Set write_empty_chunks to default to False #853

jni · 2021-10-20T02:13:47Z

In #738, despite general agreement that most people expect write_empty_chunks to default to False, @d-v-b decided to go the safe, uncontroversial route to get the PR merged, and made the default value True. All this PR does is set the default to False.

Convenient links to discussion suggesting write_empty_chunks=False should be the default:

@meggart says: "In Zarr.jl, not writing empty chunks is already the default [...] so I would be in favor of changing the default behavior in Python as well.
@shoyer says: "it is not clear to me why you would not want to do this. I think this could be the new default behavior."
@martindurant says: "I am also surprised that this is not the default, and would agree that I can't see people wanting to use the current behaviour ever."

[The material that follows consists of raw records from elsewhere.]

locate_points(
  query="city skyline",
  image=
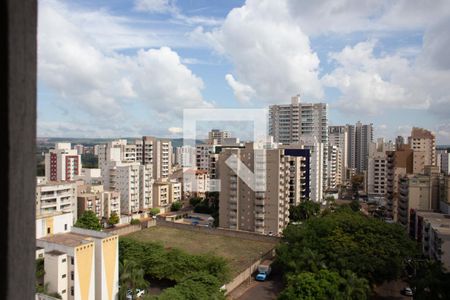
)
(385, 64)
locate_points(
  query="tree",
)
(88, 220)
(154, 211)
(303, 211)
(135, 222)
(176, 206)
(113, 219)
(194, 201)
(346, 240)
(131, 278)
(324, 285)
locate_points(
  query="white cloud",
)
(102, 84)
(242, 92)
(155, 6)
(269, 51)
(175, 130)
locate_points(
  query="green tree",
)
(88, 220)
(113, 219)
(346, 240)
(304, 211)
(135, 222)
(154, 211)
(176, 206)
(194, 201)
(131, 278)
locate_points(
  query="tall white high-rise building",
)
(443, 160)
(185, 156)
(377, 167)
(291, 123)
(217, 136)
(359, 138)
(338, 136)
(62, 163)
(158, 153)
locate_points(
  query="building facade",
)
(62, 163)
(81, 264)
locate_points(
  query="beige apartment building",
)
(96, 199)
(423, 141)
(432, 231)
(82, 264)
(280, 175)
(62, 163)
(418, 192)
(377, 167)
(56, 196)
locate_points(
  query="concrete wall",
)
(247, 273)
(221, 231)
(127, 229)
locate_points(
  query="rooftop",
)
(68, 239)
(55, 253)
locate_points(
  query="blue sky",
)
(128, 68)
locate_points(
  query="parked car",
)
(264, 270)
(139, 292)
(407, 291)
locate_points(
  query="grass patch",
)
(238, 252)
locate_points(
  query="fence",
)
(127, 229)
(247, 273)
(220, 231)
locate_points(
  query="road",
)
(265, 290)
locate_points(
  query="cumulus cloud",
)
(242, 92)
(155, 6)
(102, 83)
(269, 51)
(368, 83)
(175, 130)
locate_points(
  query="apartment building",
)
(359, 138)
(281, 176)
(185, 156)
(166, 192)
(418, 192)
(399, 163)
(217, 136)
(432, 230)
(96, 199)
(90, 176)
(158, 153)
(56, 196)
(290, 123)
(335, 166)
(195, 183)
(338, 136)
(62, 163)
(377, 167)
(53, 223)
(423, 141)
(82, 264)
(443, 160)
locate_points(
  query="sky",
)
(116, 68)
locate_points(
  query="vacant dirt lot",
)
(239, 252)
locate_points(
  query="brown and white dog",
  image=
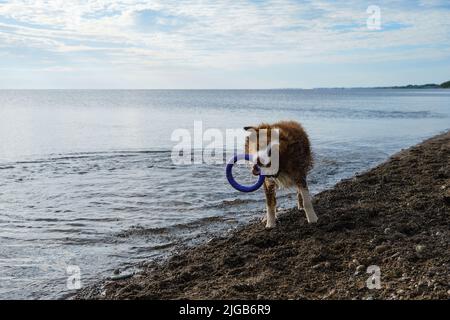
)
(294, 162)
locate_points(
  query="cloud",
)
(218, 34)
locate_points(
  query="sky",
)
(193, 44)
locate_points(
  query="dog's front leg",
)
(271, 203)
(304, 196)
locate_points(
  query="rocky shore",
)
(394, 218)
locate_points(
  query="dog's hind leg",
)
(271, 203)
(304, 201)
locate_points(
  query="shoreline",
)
(394, 216)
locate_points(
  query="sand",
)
(395, 218)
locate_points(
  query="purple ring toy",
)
(234, 183)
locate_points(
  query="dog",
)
(294, 162)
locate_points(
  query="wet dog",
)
(291, 145)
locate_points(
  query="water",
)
(86, 177)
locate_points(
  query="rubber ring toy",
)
(234, 183)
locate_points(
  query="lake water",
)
(86, 177)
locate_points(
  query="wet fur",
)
(295, 161)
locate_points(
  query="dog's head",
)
(264, 143)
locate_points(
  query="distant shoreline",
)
(445, 85)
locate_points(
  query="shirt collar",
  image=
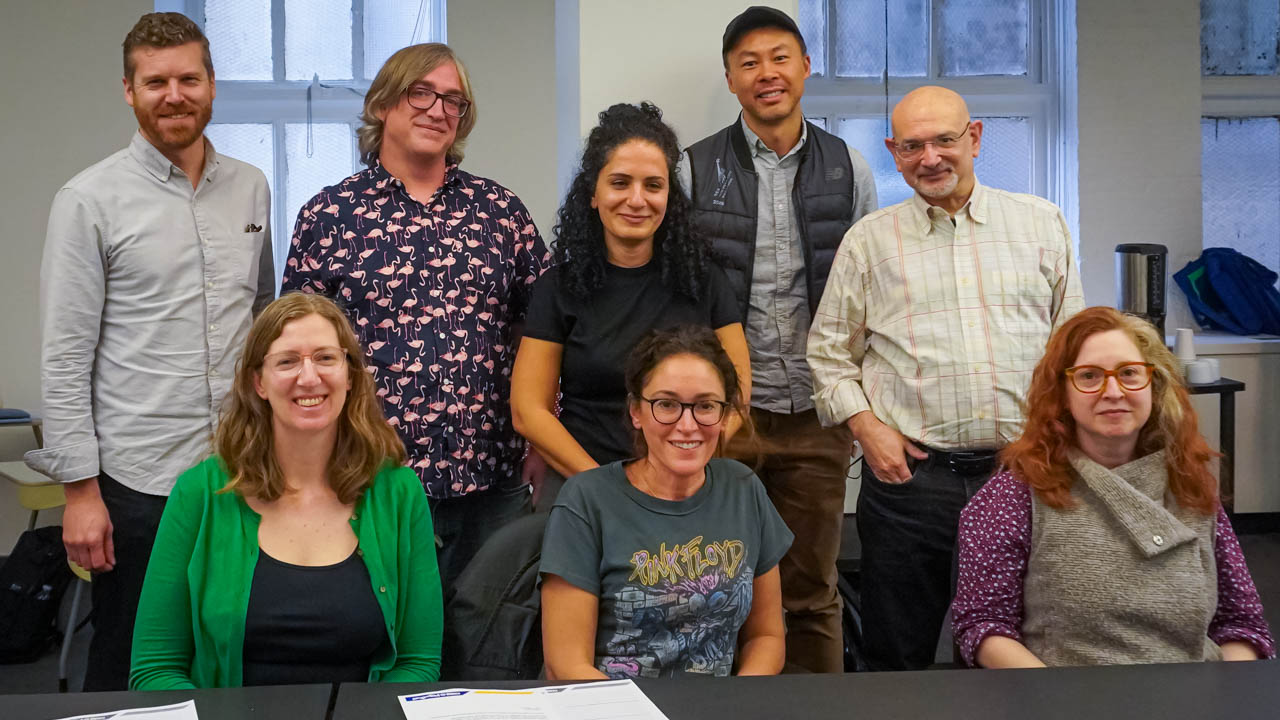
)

There were performance concerns with FSSpec bulk delete items, but it seems that they were addressed upstream.

TODO:

Add unit tests and/or doctests in docstrings
Add docstrings and API docs for any new/modified user-facing classes and functions
New/modified features documented in docs/tutorial.rst
Changes documented in docs/release.rst
GitHub Actions have all passed
Test coverage is 100% (Codecov passes)

d-v-b · 2021-10-20T02:26:21Z

Sounds great to me :) Thanks for doing what I didn't have the courage to do.

jakirkham · 2021-11-30T21:52:52Z

@joshmoore wdyt?

rabernat · 2021-11-30T21:57:38Z

👍 from me. I think this is a much better default.

jakirkham · 2021-11-30T22:01:06Z

There are some lines scattered throughout the tests like these

zarr-python/zarr/tests/test_core.py

Line 91 in edced8e

write_empty_chunks = kwargs.pop('write_empty_chunks', True)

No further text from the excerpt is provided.